Müfide İlhan: Türkiye’nin ilk kadın il belediye başkanı 1950 yılında Mersin'de Belediye Başkanı seçilen ve kendisinden sıklıkla "Türkiye'nin ilk kadın belediye başkanı" olarak bahsedilen Müfide İlhan, Türkiye'nin "ilk kadın il belediye başkanı"dır
Türkan Akyol: Türkiye’nin ilk kadın bakanı ve rektörü 1928 doğumlu Akyol, Ankara Üniversitesi Tıp Fakültesi’ni bitirdikten sonra Dahiliye ve Göğüs Hastalıkları uzmanlığını aldı. Prof. Dr. Türkan Akyol, 25 Mart 1971'de 1. Nihat Erim hükümetinde Sağlık ve Sosyal Yardım Bakanlığına atanarak Türkiye'nin ilk kadın bakanı oldu. 13 Aralık 1971'de görevinden istifa ile ayrılıp tekrar Ankara Üniversitesi'ne döndü. 1980 yılında Ankara Üniversitesi'ne Rektör seçildi. Bu seçim Prof. Dr. Türkan Akyol'a ilk Kadın Bakan unvanının ardından, bir de Türkiye'nin İlk Kadın Rektör unvanını almasını sağladı.

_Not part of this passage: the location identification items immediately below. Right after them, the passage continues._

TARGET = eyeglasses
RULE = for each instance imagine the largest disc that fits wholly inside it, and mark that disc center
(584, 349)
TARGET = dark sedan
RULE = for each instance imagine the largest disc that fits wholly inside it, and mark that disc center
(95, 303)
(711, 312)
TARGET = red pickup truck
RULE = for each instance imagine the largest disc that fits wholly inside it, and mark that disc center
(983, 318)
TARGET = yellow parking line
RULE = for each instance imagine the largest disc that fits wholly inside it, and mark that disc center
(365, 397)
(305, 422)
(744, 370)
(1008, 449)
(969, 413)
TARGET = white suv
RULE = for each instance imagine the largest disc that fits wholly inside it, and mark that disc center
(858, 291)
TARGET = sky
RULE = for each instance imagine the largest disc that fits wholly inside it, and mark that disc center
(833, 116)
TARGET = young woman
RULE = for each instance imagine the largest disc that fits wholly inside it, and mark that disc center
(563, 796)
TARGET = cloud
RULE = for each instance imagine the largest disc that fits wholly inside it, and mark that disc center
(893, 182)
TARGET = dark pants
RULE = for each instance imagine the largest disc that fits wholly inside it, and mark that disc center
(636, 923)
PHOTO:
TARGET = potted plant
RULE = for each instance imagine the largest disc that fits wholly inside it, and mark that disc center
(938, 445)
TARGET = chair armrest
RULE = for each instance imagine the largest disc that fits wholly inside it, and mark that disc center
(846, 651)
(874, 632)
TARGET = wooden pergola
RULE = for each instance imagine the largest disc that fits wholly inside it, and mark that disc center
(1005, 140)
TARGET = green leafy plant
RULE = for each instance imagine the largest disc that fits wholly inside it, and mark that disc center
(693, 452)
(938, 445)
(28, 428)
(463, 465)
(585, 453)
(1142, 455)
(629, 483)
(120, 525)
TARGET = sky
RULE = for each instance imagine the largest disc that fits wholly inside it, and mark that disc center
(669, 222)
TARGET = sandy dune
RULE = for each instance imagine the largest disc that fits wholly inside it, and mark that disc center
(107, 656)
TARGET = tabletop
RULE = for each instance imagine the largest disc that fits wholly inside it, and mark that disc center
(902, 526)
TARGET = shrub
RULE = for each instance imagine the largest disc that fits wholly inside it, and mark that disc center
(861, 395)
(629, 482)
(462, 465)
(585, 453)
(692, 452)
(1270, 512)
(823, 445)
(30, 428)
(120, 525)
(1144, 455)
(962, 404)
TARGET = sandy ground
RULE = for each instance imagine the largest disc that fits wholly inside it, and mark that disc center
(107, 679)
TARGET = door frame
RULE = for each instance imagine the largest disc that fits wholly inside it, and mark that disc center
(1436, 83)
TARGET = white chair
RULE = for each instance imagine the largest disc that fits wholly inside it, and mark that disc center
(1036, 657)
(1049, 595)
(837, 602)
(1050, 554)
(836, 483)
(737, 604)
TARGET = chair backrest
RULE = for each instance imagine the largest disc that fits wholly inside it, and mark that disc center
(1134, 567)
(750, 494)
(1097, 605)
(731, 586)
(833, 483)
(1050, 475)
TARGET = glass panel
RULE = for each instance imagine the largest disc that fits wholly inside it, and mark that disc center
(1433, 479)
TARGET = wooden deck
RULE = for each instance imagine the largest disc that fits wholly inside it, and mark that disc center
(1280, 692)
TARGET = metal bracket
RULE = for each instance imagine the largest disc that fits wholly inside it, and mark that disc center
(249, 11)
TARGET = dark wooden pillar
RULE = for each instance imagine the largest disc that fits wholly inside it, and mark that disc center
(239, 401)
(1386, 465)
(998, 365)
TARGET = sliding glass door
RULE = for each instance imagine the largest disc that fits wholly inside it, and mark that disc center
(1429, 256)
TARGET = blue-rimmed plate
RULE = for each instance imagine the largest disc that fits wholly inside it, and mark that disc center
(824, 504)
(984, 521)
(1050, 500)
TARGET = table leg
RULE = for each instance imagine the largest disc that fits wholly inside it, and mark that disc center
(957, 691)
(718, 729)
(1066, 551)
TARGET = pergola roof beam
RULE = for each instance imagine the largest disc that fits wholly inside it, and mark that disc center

Bedriye Tahir Gökmen: Türkiye’nin ilk kadın pilotu Birçok kitapta Sabiha Gökçen, ilk kadın Türk pilot olarak geçer fakat Sabiha Gökçen ilk kadın savaş pilotumuzdur (1937). Türkiye’nin ilk kadın pilotu Gökçen’den yaklaşık 4 sene evvel brövesini alan, Gökmen Bacı adı ile bilinen Bedriye Tahir Gökmen’di. 1932 yılında Vecihi Uçuş Okulu’nda havacılık eğitimine başlayan cesur kadın bir yandan memurluk yaparken bir yandan uçuş eğitimlerini sürdürdü. 1933’te bröve aldı. Abdurrahman Türkkuşu ona Gökmen lakabını takmıştı. Gökmen Bacı olarak tanınan Bedriye Tahir, 1934’te Soyadı Kanunu çıkınca Gökmen soyadını aldı.